In Pakistan and the former princely state of (Jammu and) Kashmir (disputed with India), militants opposing Indian rule are often known as mujahideen.
In 1947, the armed Mujahideen (Razakars), mostly Pashtun supported by the Pakistani Army, tried to force the annexation of Kashmir by Pakistan, as part of the population desired. Pakistan claimed the fighters were independent mujahideen helping a local insurgency, while India claimed that the invaders were Pakistani irregulars supported by the Pakistani Army.
The ruler of Jammu and Kashmir, Maharaja Hari Singh called upon help from India and the then Indian Prime minister Jawaharlal Nehru airlifted Indian troops to the region and tried to drive off the insurgents.
The Kashmiri and Pakistani Mujahideen since then, with support from Pakistan's ISI and Army (see Operation Gibraltar), have been waging an armed campaign in Jammu and Kashmir. This resulted in India moving over half a million troops into Kashmir to suppress the insurgency and the ensuing violence has claimed more than 80,000 lives so far.

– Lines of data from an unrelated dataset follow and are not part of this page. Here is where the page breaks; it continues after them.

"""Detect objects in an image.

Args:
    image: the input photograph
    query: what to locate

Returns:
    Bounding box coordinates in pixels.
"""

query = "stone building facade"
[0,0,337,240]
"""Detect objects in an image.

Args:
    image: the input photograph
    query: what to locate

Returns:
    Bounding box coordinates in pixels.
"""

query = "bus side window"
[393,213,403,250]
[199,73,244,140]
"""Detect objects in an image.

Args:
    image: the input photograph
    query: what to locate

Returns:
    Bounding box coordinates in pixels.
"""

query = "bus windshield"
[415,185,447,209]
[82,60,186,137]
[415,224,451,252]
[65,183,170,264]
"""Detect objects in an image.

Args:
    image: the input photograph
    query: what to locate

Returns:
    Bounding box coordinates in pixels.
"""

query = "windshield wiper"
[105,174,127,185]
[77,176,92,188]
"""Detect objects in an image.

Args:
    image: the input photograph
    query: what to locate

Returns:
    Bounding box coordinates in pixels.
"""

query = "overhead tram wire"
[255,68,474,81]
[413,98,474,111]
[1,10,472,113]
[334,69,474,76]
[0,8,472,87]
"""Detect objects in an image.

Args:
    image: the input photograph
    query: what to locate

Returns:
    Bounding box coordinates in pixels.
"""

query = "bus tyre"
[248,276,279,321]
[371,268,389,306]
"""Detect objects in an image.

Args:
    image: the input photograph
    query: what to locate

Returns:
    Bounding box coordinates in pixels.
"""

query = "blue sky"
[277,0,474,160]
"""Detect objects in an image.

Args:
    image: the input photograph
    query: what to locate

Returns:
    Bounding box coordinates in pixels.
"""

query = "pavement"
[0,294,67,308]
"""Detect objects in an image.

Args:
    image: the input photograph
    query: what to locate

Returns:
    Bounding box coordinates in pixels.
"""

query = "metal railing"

Several different militant groups have since taken root in Indian Kashmir. Most noticeable of these groups are Lashkar-e-Taiba (LeT), Jaish-e-Mohammed (JeM), Jammu and Kashmir Liberation Front (JKLF), Al-Umar Mujahideen (AuM) and Harkat ul-Mujahideen (HuM). A 1996 report by Human Rights Watch estimated the number of active militant extremists at 3,200.
Mujahideen in Waziristan
Main article: 2004-2006 Waziristan conflict
Waziristan's new landmarks speak eloquently of the intensity of the conflict that still rages between Taliban and al-Qaeda militants and the Pakistani security forces.